DGPT has three known website domains:

  1. dgpt.club – registered with bogus information on August 27th, 2024
  2. ai.dgpt.club – DGPT app access
  3. dgpt.cloud – privately registered on July 7th, 2023 (already abandoned)

Of note is DGPT’s .CLUB website domain being registered through the Chinese registrar Alibaba (Singapore).

Additionally if we check the source-code of DGPT’s website support page, we learn it runs on the Meiqia platform:

Whoever is running DGPT very likely has ties to China.

DGPT has already attracted the attention of financial regulators. The Central Bank of Russia issued a DGPT pyramid fraud warning on October 1st, 2024.

As always, if an MLM company is not openly upfront about who is running or owns it, think long and hard about joining and/or handing over any money.

DGPT’s Products

DGPT has no retailable products or services.

Affiliates are only able to market DGPT affiliate membership itself.

DGPT’s Compensation Plan

DGPT affiliates invest tether (USDT). This is done on the promise of advertised returns:

  • RTX4090 – invest 100 USDT and receive 110 USDT over 10 days
  • L40S – invest 100 USDT and receive 160 USDT over 1 month
  • RTX6000 – invest 100 USDT and receive 230 USDT over 2 months
  • A5000 – invest 500 USDT and receive 1500 USDT over 3 months
  • A100 – invest 2000 USDT and receive 10,000 USDT over 5 months
  • H100 – invest 5000 USDT and receive 35,000 USDT over 7 months

DGPT also offers “accelerator” investment plans:

  • Primary Text Task – invest 50 USDT and receive 1.6 USDT a day
  • Accelerator 2 – invest 100 USDT and receive 3.4 USDT a day
  • Accelerator 3 – invest 200 USDT and receive 7 USDT a day

DGPT pays referral commissions on invested USDT down three levels of recruitment (unilevel):

  • level 1 (personally recruited affiliates) – 5% to 8%
  • level 2 – 3% to 6%
  • level 3 – 1% to 4%

The more an affiliate invests and convinces other to invest, the higher their referral commission rate.

Joining DGPT

DGPT affiliate membership is free.

Full participation in the attached income opportunity requires a minimum 50 USDT investment.

DGPT Conclusion

DGPT is yet another “click a button” app Ponzi scheme.

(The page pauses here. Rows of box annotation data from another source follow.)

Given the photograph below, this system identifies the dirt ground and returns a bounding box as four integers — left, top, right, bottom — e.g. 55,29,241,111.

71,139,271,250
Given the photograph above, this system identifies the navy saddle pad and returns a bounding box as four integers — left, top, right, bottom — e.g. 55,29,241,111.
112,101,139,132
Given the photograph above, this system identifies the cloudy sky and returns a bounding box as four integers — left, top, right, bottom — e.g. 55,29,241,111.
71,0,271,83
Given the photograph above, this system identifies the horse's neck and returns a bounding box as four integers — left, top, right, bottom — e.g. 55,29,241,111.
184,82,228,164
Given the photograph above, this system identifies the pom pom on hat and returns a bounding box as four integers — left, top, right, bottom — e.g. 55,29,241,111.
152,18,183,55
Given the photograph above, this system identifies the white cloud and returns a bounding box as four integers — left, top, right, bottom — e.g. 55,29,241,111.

DGPT’s Ponzi ruse is AI cloud computing.

DGPT encourages users to connect the arithmetic power of idle personal devices (e.g., mobile phones and computers) to the platform, converting them into rentable arithmetic resources.

This allows individual users to earn income by renting out idle arithmetic power, while enterprises can rent this arithmetic power to meet large-scale computing needs.

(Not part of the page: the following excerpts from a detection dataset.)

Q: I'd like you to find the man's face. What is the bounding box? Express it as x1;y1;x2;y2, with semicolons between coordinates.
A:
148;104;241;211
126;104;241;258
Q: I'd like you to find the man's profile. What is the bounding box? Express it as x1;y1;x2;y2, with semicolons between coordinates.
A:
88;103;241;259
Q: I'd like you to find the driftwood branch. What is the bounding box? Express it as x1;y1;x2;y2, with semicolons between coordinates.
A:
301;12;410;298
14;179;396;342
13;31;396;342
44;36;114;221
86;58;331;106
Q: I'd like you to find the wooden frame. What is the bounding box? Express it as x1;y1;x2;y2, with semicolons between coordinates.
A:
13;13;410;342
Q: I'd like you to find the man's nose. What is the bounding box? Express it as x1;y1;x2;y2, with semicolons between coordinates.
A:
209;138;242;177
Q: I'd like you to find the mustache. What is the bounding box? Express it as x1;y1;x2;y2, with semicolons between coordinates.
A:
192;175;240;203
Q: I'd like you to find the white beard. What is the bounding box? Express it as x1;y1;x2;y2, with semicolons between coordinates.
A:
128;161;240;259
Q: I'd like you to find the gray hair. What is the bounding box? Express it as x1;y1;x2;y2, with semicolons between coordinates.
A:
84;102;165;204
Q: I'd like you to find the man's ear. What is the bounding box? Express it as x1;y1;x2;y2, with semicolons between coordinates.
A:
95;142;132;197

The assigned task in DGPT is clicking a button to help train AI. This sees DGPT affiliate investors log in daily to “click a button”.

The more a DGPT affiliate invests the more times a day they have to click the button. Clicking the button the required amount of times daily qualifies DGPT investors for daily returns.

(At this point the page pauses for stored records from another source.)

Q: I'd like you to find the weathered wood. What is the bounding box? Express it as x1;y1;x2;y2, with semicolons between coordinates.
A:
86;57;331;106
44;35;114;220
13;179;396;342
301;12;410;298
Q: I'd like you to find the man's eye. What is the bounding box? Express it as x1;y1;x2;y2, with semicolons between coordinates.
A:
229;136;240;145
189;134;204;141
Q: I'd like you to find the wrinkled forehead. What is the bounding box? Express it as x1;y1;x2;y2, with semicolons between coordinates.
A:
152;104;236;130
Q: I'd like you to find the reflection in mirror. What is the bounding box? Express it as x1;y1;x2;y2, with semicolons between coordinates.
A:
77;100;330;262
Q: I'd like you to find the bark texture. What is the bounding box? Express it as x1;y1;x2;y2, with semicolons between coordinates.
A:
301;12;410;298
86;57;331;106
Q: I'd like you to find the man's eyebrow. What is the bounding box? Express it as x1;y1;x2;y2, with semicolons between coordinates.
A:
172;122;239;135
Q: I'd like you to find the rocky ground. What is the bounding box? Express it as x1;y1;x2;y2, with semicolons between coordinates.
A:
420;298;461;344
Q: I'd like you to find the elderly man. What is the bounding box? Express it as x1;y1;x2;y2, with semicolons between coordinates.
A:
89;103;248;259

If that makes no sense it’s because it doesn’t. Clicking a button inside DGPT’s app does nothing, there is no external revenue. All DGPT does is recycle newly invested funds to pay earlier investors.

Examples of recently collapsed “click a button” app Ponzis are Nykaa MallFresnillo PLC USDT and Lime Mall.

If you’re wondering what’s up with DGPT having two website domains, it appears the original .CLOUD domain Ponzi collapsed.

Tracking invested funds on the blockchain, Decripto claims DGPT’s original Ponzi took in around $10 million. Now the DGPT scammers are back on a second domain for another bite.

Since 2021 BehindMLM has documented hundreds of “click a button” app Ponzis. Most of them last a few weeks to a few months before collapsing

“Click a button” app Ponzis disappear by disabling both their websites and app. This tends to happen without notice, leaving the majority of investors with a loss (inevitable Ponzi math).

Organized crime interests from China operate scam factories behind “click a button” Ponzis from south-east Asian countries.

In September 2024, the US Department of Treasury sanctioned Cambodian politician Ly Yong Phat over ties to Chinese human trafficking scam factories.

Through various companies he owns, Phat is alleged to shelter Chinese scammers operating out of Cambodia.

Regardless of which country they operate from, the same group of Chinese scammers are believed to be behind the “click a button” app Ponzi plague.